I think that this is an area of ambiguity in the standard. Which of Open MPI or MPICH is right? I'm not sure.
For better or worse, Open MPI's current intended usage is like this:

// Or the equivalent in sessions
MPI_Comm_set_errhandler(MPI_COMM_SELF, MPI_ERRORS_RETURN);

int err = MPI_Wait(&req);
if (MPI_SUCCESS != err && req_is_generalized_request) {
    // Try again, because we might be in the case 
    // where the user-defined free function failed
    err = MPI_Request_free(&req);
}
if (MPI_SUCCESS != err) {
    // handle error
}

In the above code sample, why return an error from MPI_REQUEST_FREE if there was no error in freeing the internal MPI data structures?
- Yeah, you're right: that's not intended. If MPI_REQUEST_FREE is able to free everything successfully, it should return MPI_SUCCESS. It shouldn't be affected by the previous error returned by the user's free function.
In the above code sample, why doesn't MPI_REQUEST_FREE set the request to MPI_REQUEST_NULL?
- Yeah, you're right: that's not intended. If MPI_REQUEST_FREE is able to free everything successfully, it should set the INOUT request parameter to MPI_REQUEST_NULL.
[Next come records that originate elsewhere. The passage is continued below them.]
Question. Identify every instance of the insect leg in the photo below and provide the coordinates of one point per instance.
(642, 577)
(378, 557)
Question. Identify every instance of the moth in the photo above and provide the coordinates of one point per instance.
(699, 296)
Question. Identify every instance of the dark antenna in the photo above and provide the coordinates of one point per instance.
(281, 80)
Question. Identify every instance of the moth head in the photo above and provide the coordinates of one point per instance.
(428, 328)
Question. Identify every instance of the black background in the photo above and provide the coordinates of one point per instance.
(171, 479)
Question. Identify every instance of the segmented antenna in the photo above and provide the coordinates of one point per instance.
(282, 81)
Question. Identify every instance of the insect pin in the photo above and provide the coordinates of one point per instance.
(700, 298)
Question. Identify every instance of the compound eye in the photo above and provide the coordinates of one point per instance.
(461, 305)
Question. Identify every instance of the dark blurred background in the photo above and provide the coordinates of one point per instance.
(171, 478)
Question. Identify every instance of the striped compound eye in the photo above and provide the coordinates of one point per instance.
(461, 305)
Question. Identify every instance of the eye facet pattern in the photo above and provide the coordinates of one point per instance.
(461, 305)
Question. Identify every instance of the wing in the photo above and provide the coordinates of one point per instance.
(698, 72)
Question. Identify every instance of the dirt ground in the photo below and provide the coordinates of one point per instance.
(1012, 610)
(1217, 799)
I.e., a fix should probably ensure that when the user's free function returns an error:

We set the user's free function pointer to NULL
We return that error back up out the initial MPI function that was invoked (e.g., MPI_WAIT, in the sample code above). Depending on the first MPI function that was invoked, this may mean returning the value from the function or setting the value on the appropriate status.MPI_ERROR (if not MPI_STATUS_IGNORE).
When MPI_REQUEST_FREE is invoked, free the rest of the internal OMPI data structures. Assuming that happens properly, return MPI_SUCCESS. This might be a little complicated if we set the initial error -- from the user's free function -- on status.MPI_ERROR. I think in this case, we should reset status.MPI_ERROR back to MPI_SUCCESS. Or, at least, the non-SUCCESS value on status.MPI_ERROR shouldn't cause us to go into error handling code in the internals of MPI_REQUEST_FREE.

Finally, I'll note that the intended behavior didn't make it into documentation anywhere. Sigh. We definitely need to add this to the docs somewhere -- the individual TEST/WAIT man pages are probably the right place to document this behavior.
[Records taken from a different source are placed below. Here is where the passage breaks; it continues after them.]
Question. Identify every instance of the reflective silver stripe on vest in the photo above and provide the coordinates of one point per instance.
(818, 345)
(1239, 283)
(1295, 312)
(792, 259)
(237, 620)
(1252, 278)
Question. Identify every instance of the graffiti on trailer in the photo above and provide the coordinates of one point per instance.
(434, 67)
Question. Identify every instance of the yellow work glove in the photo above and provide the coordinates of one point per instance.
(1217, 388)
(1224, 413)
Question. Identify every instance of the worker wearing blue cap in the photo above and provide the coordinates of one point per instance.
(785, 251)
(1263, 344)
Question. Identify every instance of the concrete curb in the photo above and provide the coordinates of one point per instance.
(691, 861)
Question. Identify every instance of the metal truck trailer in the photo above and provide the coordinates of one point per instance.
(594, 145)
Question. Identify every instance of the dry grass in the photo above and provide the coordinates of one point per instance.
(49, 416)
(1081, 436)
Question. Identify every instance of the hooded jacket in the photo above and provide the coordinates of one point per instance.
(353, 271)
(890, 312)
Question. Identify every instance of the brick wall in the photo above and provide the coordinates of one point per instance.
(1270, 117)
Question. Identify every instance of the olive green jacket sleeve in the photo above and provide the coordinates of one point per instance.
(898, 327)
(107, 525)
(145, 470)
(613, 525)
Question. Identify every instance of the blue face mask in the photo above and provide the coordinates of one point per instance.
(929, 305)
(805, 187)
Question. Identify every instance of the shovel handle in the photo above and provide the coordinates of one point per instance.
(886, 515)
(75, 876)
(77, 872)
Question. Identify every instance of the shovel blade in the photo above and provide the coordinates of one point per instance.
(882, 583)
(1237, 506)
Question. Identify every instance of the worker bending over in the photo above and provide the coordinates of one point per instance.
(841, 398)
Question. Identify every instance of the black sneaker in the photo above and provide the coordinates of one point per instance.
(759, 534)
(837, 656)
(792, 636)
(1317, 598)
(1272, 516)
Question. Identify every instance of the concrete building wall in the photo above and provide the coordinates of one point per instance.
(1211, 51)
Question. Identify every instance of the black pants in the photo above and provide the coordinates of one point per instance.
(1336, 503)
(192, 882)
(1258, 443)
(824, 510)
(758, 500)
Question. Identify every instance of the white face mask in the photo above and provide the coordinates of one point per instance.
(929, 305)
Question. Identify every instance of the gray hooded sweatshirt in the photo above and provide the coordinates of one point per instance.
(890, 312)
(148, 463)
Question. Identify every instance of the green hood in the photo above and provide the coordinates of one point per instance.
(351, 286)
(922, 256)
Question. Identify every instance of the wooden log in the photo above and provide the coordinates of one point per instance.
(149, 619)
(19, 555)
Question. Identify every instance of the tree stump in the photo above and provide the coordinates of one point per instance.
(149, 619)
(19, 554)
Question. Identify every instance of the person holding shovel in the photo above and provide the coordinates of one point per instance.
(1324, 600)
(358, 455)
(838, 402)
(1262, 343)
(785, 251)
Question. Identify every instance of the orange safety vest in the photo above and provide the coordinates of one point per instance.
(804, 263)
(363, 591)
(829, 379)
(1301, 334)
jsquyres · 2024-03-12T21:13:53Z

ompi/request/request.h

@@ -532,7 +532,7 @@ static inline int ompi_request_complete(ompi_request_t* request, bool with_signa

            ompi_wait_sync_t *tmp_sync = (ompi_wait_sync_t *) OPAL_ATOMIC_SWAP_PTR(&request->req_complete,
                                                                                    REQUEST_COMPLETED);
-            if( REQUEST_PENDING != tmp_sync ) {
+            if (REQUEST_PENDING != tmp_sync && REQUEST_COMPLETED != tmp_sync) {


I think that a core premise of ompi_request_complete() is that it should only be invoked once for a given request. It wasn't intended to be safe to be called multiple times -- e.g., the first time, it actually completes the request, and subsequent times it effectively does nothing.

ompi_request_complete() called a second time should either fail cleanly returning error, or just happily continue as a non-op because the request already completed, but it should NEVER segfault as would happen currently if the user call MPI_Request_complete() two times. The MPI standard does not say whether the routine can be called multiple times on the same request handle. With this fix, I'm just playing safe and allowing multiple calls to MPI_Request_complete(). For reference, IIRC, MPICH errors not the second but the third time, this is something I was planning to report and/or eventually fix.

IMHO, it is probably easier to just allow multiple MPI_Request_complete() calls on a request, just like I'm doing here. If you do not like such semantics and prefer to error, I believe the fix is trivial.

jsquyres · 2024-03-12T21:15:46Z

ompi/mpi/c/request_free.c

@@ -57,6 +57,10 @@ int MPI_Request_free(MPI_Request *request)
    }

    rc = ompi_request_free(request);
+    if (OPAL_UNLIKELY(OMPI_SUCCESS != rc && MPI_REQUEST_NULL != *request)) {
+        (*request)->req_status.MPI_ERROR = rc;


Did ompi_request_free(request) already set this?

This is the generic user-level MPI_Request_free() for all kinds of requests, not only generalized requests. I'm not so expert with the Open MPI implementation to 100% sure ompi_request_free() will set the status error field on errors. Without that guarantee, my use of ompi_errhandler_request_invoke() may not work as I intended. Note that ompi_errhandler_request_invoke() has the side-effect of cleaning up the request and deallocating the object. Sorry, it's a bit complicated, but I had to work within the constraints of what I was given.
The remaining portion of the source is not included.